The Canonical Text Services protocol, version 5.0.rc.2
Content: This document defines version 5.0.rc.2 of the Canonical Text Services protocol (CTS). This specification incorporates by reference the Relax NG schemas identified below.
Editors: Christopher Blackwell and Neel Smith, Center for Hellenic Studies Technical Working Group leads.
Date: April, 2014.
License: This specification and the associated Relax NG schemas are available under the terms of the Creative Commons Attribution-ShareAlike 4.0 International License, http://creativecommons.org/licenses/by-sa/4.0/deed.en_US.
CTS
The Canonical Text Services protocol defines interaction between a client and server providing identification of texts and retrieval of canonically cited passages of texts.
Versions
Release versions are identified by two dot-separated integers, with the first being most significant. E.g., "2.0" is greater than "1.10" but "1.10" is greater than "1.2".
An identifier for a pre-release version is composed of a regular release-version number followed by a dot-separated string indicating its test status (e.g., "1.2.beta" or "1.2.rc"). Optionally, the identifer for a test version may have a further positive integer indicating its sequence in that test series (e.g., "1.2.beta.2").
Client applications may indicate a valid version number in the optional version
parameter of the GetCapabilities
request (see below). Use of a version parameter in client requests may be required in future versions of this protocol.
Client-server communication
An instance of a CTS implementation is addressable by a Uniform Resource Locator (URL), referred to hereafter as a CTS "base URL". CTS requests are formed by adding request parameters, as specified below, directly to the base URL. More formally, the concatenation of the base URL with URL parameters must produce a valid URL according to the requirements of the URL specification IETF RFC 2396. Replies are formatted in XML validating against the reply schemas identified below.
Discussion (non-normative)
While all implementations of CTS known to the authors to date have used HTTP as the transport protocol, this is not required by CTS. It is conceivable, for example, that implementors might choose to implement CTS by exchanging requests and replies over a duplex protocol.
CTS does not specify what is returned from the base URL if no request parameters are supplied, but it is recommended that implementors return basic information identifying the service in plain text, markdown or XHTML format.

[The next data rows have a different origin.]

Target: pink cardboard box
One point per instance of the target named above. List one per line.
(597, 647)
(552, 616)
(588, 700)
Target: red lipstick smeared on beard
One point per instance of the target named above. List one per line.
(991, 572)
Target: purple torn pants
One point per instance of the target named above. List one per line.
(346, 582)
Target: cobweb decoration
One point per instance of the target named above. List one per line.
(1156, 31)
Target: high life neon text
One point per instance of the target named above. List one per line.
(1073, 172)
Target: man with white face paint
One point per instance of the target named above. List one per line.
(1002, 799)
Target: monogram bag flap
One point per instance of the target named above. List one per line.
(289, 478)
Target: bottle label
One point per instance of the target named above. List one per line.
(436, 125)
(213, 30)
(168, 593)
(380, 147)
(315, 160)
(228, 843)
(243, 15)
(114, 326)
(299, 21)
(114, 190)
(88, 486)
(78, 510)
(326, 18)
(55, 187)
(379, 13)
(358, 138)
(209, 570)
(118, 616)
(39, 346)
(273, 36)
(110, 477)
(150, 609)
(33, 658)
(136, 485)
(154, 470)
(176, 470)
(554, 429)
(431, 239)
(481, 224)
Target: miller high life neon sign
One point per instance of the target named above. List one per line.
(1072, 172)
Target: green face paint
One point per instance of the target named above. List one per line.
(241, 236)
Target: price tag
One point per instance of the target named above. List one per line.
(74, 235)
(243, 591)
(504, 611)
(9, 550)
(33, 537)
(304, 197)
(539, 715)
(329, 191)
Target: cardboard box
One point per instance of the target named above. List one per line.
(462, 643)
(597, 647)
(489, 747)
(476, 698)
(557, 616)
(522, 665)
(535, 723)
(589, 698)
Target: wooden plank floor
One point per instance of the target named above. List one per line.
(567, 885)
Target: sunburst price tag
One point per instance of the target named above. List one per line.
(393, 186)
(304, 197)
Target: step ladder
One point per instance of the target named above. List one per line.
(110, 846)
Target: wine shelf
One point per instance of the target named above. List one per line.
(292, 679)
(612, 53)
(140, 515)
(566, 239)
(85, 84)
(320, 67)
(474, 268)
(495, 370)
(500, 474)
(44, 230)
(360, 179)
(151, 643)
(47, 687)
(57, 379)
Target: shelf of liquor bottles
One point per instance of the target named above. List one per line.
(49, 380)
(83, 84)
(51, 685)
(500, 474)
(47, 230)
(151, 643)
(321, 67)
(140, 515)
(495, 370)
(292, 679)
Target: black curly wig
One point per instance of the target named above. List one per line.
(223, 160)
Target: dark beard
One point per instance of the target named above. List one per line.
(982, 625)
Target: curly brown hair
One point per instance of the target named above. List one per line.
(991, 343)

Note that the base URL could be a string like
http://myhost/mycts?
because directly adding valid CTS request parameters as defined in this document results in a valid URL under RFC 2396, e.g., http://myhost/mycts?request=GetCapabilities
is a valid URL. Likewise,
http://myhost/mycts?configuration=default&
is a valid base URL because the request http://myhost/mycts?configuration=default&request=GetCapabilities
is a valid URL.
CTS request parameters
Common requirements
In a full CTS request URL, each parameter's name and value pair must be separated from any following parameters by an ampersand ("&", Unicode x0026); name and value for each individual parameter must be separated by an equals sign ("=", Unicode x003D). The characters "&", "=" and the solidus ("/", Unicode x002F) must not be used in the values of a CTS request parameter. Parameter names and values are both case sensitive. Order of parameters in a request is not significant.

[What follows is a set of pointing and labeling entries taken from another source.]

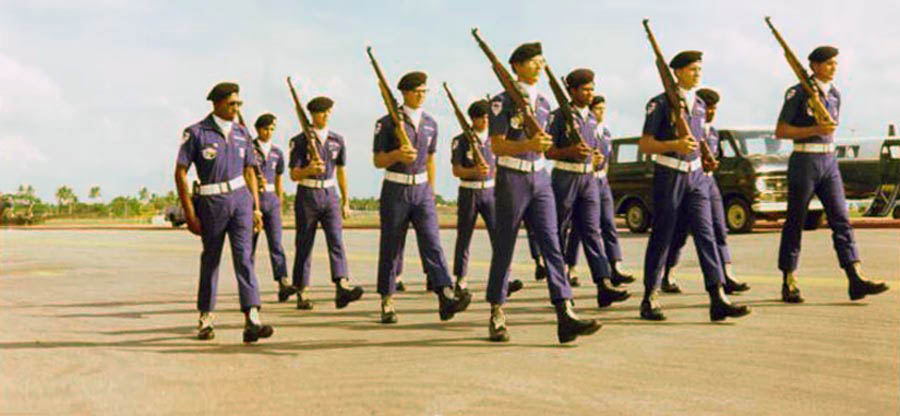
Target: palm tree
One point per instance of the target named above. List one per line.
(95, 193)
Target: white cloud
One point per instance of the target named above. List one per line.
(102, 90)
(18, 154)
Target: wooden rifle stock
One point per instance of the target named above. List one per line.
(260, 158)
(390, 103)
(680, 107)
(531, 124)
(821, 114)
(573, 134)
(311, 136)
(471, 137)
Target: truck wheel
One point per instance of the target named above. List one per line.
(738, 216)
(814, 220)
(637, 218)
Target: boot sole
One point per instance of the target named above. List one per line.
(609, 302)
(719, 318)
(858, 296)
(588, 331)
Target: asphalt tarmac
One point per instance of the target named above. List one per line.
(104, 322)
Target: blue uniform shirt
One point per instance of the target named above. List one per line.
(332, 152)
(506, 120)
(423, 139)
(588, 129)
(462, 154)
(217, 159)
(796, 112)
(658, 123)
(712, 139)
(272, 164)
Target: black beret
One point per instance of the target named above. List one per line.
(685, 58)
(708, 95)
(319, 104)
(525, 52)
(579, 77)
(264, 120)
(221, 91)
(412, 80)
(822, 53)
(478, 109)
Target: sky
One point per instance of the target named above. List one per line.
(98, 92)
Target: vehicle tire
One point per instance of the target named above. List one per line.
(738, 216)
(814, 220)
(637, 217)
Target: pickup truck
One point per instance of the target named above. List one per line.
(870, 168)
(752, 178)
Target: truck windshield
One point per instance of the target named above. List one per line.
(762, 142)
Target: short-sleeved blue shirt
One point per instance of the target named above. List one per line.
(218, 159)
(796, 112)
(587, 127)
(272, 164)
(423, 138)
(332, 152)
(463, 155)
(658, 123)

All CTS requests include a URL parameter named request
. The value of this parameter must be the name of one the seven requests, GetCapabilities
, GetValidReff
, GetFirstUrn
, GetPrevNextUrn
, GetLabel
, GetPassage
or GetPassagePlus
.
All requests other than GetCapabilities
further require a parameter named urn
. The value of this parameter must be a valid CTS URN value, as defined in the CTS URN specification.
GetCapabilities
Purpose: The GetCapabilities request returns a reply that defines a corpus of texts known to the server and, for texts that are available online, identifies their citation schemes.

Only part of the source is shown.